それを聞いて、女性の一人が「子どもにどういう教育をしているのだ!」と突っかかってきた。
時江は、今まで何度もこの女性たちに遭遇し、その度堪えてきたが、もう我慢の限界だ!
ここぞとばかりに、説教を始め、女性たちや周りの乗客も時江の講釈を静かに聞き入った。

電車は終点に到着し、女性たちは逃げるように電車を降りた。
車内でその模様を見ていた圭一と美帆は、時江の雄姿を拍手で讃えた。
時江は、清々しい顔でにっこりと笑った。

小林駅で降りたミサは、翔子に再会した。
お互い、なんでまだここに?なんで一本遅い電車に?と不思議がって声を掛け合った。
ミサは笑って「人生の機微を味わってまして」と言い、翔子も「実は私も人生の機微を味わっておりました」と、二人して笑い合った。
なんだか、友達になれそう、二人はそう言い合って連れだって歩き出した。
阪急電車は、今日も沢山の人生を乗せて走っていく。

感想

原作の小説が面白くて、映画化されたものを見る、というパターンが多い私ですが、この映画はまず原作を読まずに観ました。
一見、関係のない人達が少しずつ繋がっていく物語、というものは面白いものです。
この映画も、そんな人生の不思議と人の温かさを存分に堪能できるお話でした。

映画が良かったので、後から原作を読んだのですが、映画では原作に出てくるエピソードが登場人物ごと切られています。
原作では結構キーパーソン的なのに、面白いな~と思いました。
でも、それ切って正解だと思いましたね。
カットされた登場人物の要素は、圭一と美帆にミックスされて(カップルだったので)自然に話は繋がっていました。
ただでさえ、登場人物が多いしエピソードも多いので切ることで映画として観やすくなったと思います。

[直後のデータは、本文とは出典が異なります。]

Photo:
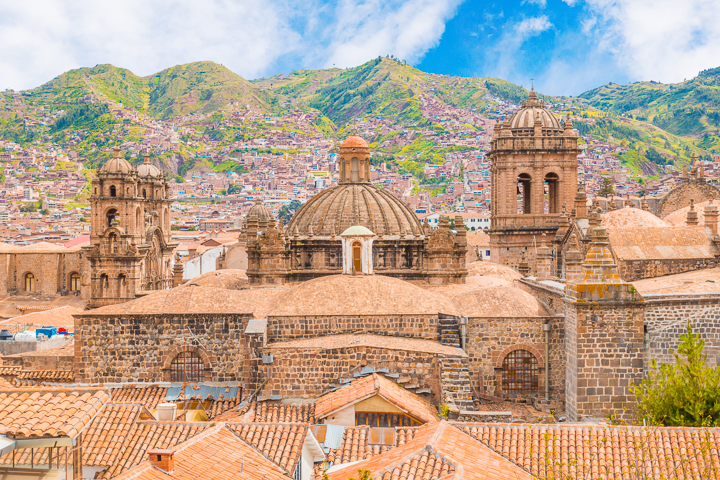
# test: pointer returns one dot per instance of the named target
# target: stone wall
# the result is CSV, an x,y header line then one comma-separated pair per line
x,y
308,372
632,270
666,318
416,326
489,340
604,345
140,348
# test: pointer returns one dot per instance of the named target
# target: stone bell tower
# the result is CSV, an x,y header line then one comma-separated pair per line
x,y
533,174
130,249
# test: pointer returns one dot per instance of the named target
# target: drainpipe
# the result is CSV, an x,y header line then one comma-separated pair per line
x,y
463,326
546,329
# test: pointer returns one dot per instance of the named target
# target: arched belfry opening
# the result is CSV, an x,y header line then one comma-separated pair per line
x,y
524,192
357,250
552,193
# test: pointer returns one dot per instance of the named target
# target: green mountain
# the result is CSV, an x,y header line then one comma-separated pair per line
x,y
690,108
195,87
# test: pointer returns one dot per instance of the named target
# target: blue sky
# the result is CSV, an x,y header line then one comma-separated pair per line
x,y
567,46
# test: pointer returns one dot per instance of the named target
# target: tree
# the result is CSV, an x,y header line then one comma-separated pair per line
x,y
287,211
684,394
607,187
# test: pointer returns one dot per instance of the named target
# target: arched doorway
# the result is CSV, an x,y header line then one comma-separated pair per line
x,y
524,188
357,256
520,373
187,367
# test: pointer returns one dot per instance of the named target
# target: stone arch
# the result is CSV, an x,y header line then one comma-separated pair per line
x,y
209,362
697,190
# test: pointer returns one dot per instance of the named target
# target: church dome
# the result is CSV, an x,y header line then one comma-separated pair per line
x,y
260,211
147,169
117,164
336,209
532,109
631,218
354,142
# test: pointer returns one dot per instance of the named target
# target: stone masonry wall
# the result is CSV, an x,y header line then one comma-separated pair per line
x,y
632,270
605,356
489,340
419,326
308,372
140,348
667,318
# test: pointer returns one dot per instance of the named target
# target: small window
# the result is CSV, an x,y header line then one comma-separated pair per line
x,y
29,282
187,367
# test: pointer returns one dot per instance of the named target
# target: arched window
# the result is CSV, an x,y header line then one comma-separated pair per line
x,y
357,256
524,191
111,216
552,197
187,367
520,372
29,282
74,282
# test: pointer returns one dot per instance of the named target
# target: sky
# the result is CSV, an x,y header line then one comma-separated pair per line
x,y
565,47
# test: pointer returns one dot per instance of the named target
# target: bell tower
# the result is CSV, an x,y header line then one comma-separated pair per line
x,y
130,249
533,173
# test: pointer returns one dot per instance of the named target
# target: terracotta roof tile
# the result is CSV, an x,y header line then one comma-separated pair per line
x,y
436,451
281,443
604,452
149,435
369,386
217,454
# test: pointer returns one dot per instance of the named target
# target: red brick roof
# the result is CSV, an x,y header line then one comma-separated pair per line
x,y
217,454
48,412
438,449
604,452
369,386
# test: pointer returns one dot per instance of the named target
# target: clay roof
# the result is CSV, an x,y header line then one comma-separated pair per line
x,y
148,435
369,386
354,141
652,243
498,301
679,217
335,209
631,218
54,317
215,454
359,340
147,396
189,298
280,443
697,281
355,444
437,450
359,295
603,452
490,269
48,412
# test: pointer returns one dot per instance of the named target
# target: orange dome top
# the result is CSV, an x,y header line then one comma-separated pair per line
x,y
354,142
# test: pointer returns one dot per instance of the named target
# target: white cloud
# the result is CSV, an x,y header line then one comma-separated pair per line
x,y
42,38
662,40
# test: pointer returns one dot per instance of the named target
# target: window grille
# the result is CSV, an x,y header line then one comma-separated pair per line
x,y
520,372
187,367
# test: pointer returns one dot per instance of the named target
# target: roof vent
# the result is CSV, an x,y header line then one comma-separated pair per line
x,y
162,459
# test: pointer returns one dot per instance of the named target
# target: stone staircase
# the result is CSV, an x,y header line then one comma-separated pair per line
x,y
455,382
449,330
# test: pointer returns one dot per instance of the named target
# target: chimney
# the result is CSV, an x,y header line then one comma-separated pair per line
x,y
711,215
692,215
162,459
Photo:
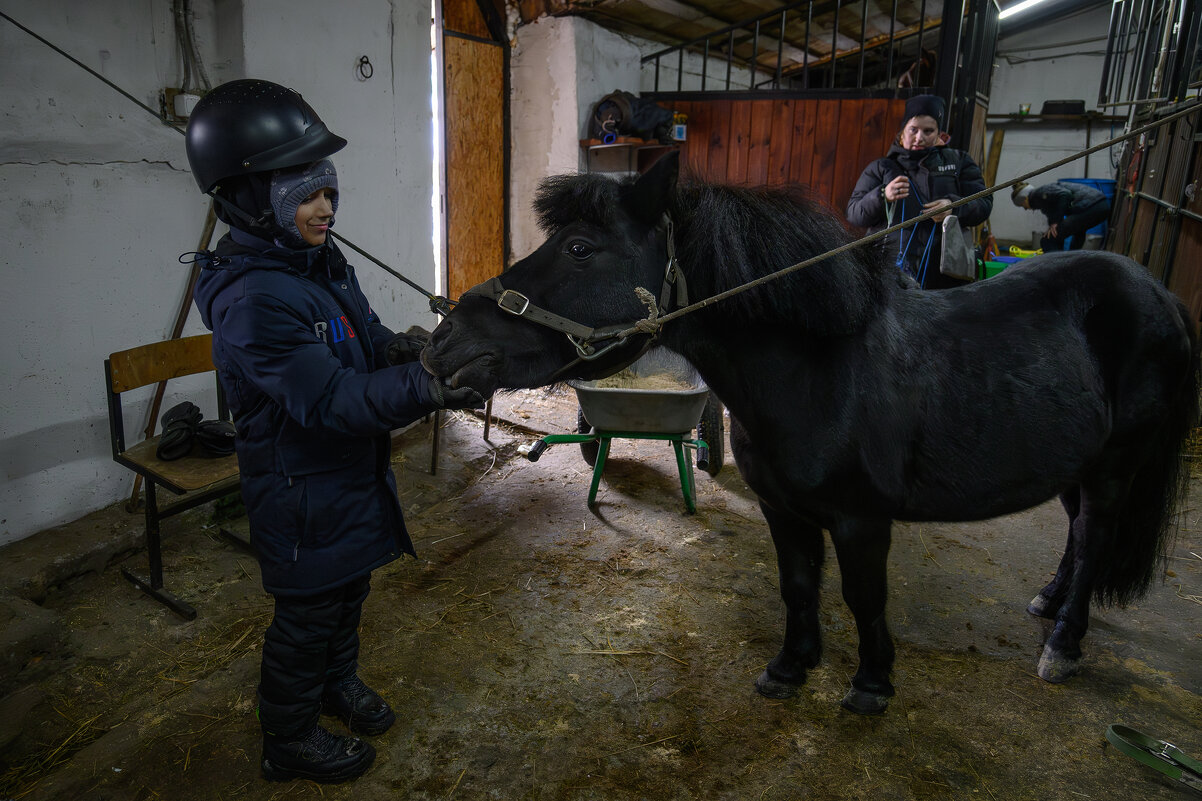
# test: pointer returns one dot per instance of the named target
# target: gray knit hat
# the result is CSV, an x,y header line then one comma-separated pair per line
x,y
291,187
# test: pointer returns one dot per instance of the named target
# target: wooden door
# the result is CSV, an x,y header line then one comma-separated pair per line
x,y
475,143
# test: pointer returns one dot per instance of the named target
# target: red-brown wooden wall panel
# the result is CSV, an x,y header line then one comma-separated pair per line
x,y
823,144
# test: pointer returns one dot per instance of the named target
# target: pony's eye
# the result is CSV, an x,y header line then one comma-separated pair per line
x,y
579,250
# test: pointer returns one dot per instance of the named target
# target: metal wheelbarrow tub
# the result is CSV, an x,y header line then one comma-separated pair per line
x,y
634,409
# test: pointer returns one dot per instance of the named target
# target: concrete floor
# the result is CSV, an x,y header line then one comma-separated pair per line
x,y
539,650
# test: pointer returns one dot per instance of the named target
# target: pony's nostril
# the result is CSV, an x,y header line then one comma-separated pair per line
x,y
440,334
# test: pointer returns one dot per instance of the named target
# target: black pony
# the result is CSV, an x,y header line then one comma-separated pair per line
x,y
856,398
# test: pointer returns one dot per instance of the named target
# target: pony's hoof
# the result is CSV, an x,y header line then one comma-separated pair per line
x,y
1057,669
771,687
1039,606
863,702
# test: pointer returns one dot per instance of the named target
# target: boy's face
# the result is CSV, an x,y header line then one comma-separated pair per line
x,y
314,217
920,132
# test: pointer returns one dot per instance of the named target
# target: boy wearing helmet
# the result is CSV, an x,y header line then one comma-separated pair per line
x,y
304,365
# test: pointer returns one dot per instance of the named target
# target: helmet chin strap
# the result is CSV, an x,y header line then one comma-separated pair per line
x,y
266,221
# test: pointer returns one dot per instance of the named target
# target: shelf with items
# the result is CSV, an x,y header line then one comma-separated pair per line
x,y
623,155
1055,119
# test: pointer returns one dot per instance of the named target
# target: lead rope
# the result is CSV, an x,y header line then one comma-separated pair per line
x,y
880,235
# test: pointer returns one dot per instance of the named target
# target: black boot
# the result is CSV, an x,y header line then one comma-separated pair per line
x,y
317,755
359,706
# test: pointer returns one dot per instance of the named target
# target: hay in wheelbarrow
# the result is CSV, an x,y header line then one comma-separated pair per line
x,y
660,393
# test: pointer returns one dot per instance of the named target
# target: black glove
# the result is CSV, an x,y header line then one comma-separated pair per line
x,y
215,437
406,348
178,431
444,397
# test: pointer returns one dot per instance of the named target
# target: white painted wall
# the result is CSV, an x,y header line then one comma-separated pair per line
x,y
560,66
1057,61
100,203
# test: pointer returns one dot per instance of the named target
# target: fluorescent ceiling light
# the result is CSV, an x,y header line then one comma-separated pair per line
x,y
1017,7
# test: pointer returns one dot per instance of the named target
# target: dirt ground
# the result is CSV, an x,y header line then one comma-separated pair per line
x,y
539,650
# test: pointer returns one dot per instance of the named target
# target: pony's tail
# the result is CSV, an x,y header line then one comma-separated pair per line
x,y
1147,526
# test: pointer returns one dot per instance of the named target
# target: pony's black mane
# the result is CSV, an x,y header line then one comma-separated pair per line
x,y
727,236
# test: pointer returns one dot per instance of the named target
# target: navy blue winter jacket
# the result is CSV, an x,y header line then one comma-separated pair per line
x,y
299,355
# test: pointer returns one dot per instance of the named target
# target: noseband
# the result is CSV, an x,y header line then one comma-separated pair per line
x,y
587,339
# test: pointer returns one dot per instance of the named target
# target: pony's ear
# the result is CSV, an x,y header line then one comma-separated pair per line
x,y
649,195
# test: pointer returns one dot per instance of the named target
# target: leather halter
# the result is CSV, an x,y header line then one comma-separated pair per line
x,y
587,338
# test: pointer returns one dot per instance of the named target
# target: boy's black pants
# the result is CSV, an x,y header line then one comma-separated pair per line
x,y
311,641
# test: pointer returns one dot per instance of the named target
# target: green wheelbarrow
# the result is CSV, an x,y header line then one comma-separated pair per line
x,y
664,401
601,439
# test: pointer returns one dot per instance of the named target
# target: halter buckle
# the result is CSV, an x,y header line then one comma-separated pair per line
x,y
518,300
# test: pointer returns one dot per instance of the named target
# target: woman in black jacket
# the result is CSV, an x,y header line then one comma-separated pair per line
x,y
918,174
315,390
1071,209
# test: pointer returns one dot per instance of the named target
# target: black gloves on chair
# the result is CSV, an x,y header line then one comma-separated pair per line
x,y
444,397
183,427
178,431
215,437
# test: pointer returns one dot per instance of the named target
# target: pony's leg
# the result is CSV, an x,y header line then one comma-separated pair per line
x,y
799,551
1051,598
1092,532
863,550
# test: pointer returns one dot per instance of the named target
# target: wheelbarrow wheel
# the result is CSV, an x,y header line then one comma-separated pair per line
x,y
712,428
588,450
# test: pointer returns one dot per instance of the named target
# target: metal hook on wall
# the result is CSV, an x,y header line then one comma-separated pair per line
x,y
364,67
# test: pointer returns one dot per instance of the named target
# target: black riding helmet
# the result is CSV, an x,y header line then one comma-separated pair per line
x,y
241,131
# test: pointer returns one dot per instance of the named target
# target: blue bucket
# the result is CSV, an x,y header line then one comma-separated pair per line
x,y
1105,187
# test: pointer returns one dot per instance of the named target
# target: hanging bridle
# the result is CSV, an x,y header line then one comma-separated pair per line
x,y
585,339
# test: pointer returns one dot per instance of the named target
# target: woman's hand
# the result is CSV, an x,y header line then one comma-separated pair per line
x,y
897,189
940,202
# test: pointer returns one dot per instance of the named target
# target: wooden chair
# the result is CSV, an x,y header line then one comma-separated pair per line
x,y
196,479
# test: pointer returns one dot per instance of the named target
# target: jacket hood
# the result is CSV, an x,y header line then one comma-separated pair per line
x,y
239,253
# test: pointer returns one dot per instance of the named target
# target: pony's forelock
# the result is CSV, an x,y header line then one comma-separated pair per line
x,y
569,199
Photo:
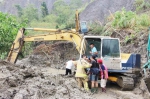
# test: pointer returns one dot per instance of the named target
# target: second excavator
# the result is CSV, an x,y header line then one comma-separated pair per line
x,y
123,68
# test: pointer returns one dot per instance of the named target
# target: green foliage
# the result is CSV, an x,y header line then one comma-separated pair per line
x,y
66,13
20,12
124,19
27,14
44,9
142,4
8,30
97,28
129,19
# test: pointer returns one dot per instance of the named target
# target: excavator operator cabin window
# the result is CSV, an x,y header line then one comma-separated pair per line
x,y
110,48
96,42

悩みって、自分ではどうしようもないこと、もうどうにもならないことを、全く無関係の他人が救ってくれることってあります。
日常でも、カリカリしていたのに店員さんが感じ良く笑ってくれただけで、気持ちが軽くなることありますよね。
他人は、自分のことをよく知らないので「それはあんたの悪い癖!」なんて指摘しないし(笑)
自分の人間性を深く知られていない分、他人は客観的に意見を言ってくれます。
それが、時に人生を大きく変えることも。
「人生、捨てたもんじゃないな」って思える、素敵な出逢いの奇跡が詰まった映画でした!